No, don’t insult the intelligence of those who stand for something by arguing that universities are not political. For more than a century, our elite universities have been exactly that — reproducing apartheid knowledge and defending the racial state without flinching. What is this? Mass amnesia? No, universities, whether they like it or not, are always political because by their very nature they exclude whether on the basis of race or class. They exclude because teaching is always based on a selection from the global treasure of human knowledge.

South Africans should know this. The reason apartheid survived for so long was because of this empty sophistry I see in some senate debates. It cleverly conceals Old Testament religious prejudices (Jews are after all the chosen people of God). And dare I say it, the Jews are white and the Palestinians are not and so let’s be honest, many of our compatriots are taking racial sides here and not religious ones.

I cried when Hamas murdered and abused Jewish citizens on October 7; it is an atrocity that must be condemned out of hand especially by activists on the Palestinian cause. As I have said often before, there is a humanity that precedes politics.

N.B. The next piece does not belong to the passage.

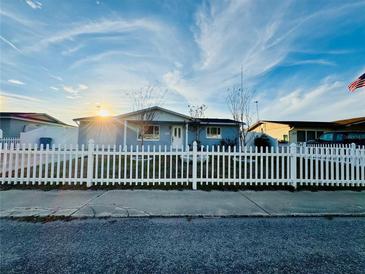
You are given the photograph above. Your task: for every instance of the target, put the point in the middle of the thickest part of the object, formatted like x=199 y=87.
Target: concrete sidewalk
x=137 y=203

The people of Gaza have had their October 7 over and over and over again, and yet some of our universities have lacked the backbone to take a simple, unambiguous position on the genocide in Gaza. Let me say this to my colleagues across the country: you do not deserve to teach our students values such as decency, solidarity and the value of human life if you cannot signal to them where you stand on the genocide of the Palestinians. Period.